This is an extracellular recording of sensory neurons in nerve 2 of an abdominal ganglion of a crayfish (Procambarus clarkii) tail. At one point in this recording, the tail flexed spontaneously, so about one third of the way in from the left, you see a substantial increase in the number of spikes (neural activity). It’s a recording of many neurons at once, so you see lots of spikes with different sizes and shapes and such.
Turns out that the major problem was that I’d wired some cables together wrong. Stupid DIN plugs. Fortunately, my crack about British engineers didn't stop me from getting good help from the hardware support people and Cambridge Electronics Devices, who made my amplifier and analogue/digital board.
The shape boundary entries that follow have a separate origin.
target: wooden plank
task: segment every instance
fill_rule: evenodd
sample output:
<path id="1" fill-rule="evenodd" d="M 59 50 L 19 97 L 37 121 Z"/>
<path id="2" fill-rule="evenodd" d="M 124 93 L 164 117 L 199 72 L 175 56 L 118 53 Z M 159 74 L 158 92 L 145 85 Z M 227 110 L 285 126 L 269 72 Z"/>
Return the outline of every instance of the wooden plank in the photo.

And it was good to know that my grief over soldering plugs and cables together yesterday actually paid off.
The next step – well, it’s not so much a step as a marathon. I’m going to have a ton of refinements to do to make sure that I'm getting good recordings. I have to make a bucket more cables and connectors and wires. And I really have to convince myself that this isn’t all some weird recording artefact that has nothing to do with the crayfish. Heaven knows I’ve been fooled before, but let’s not talk about that.
Oh, and here’s something to make the British engineers feel batter: another old joke. “In heaven, the police are British, the food is French, and the engineering is German. In hell, the police are German, the food is British, and the engineering are French.”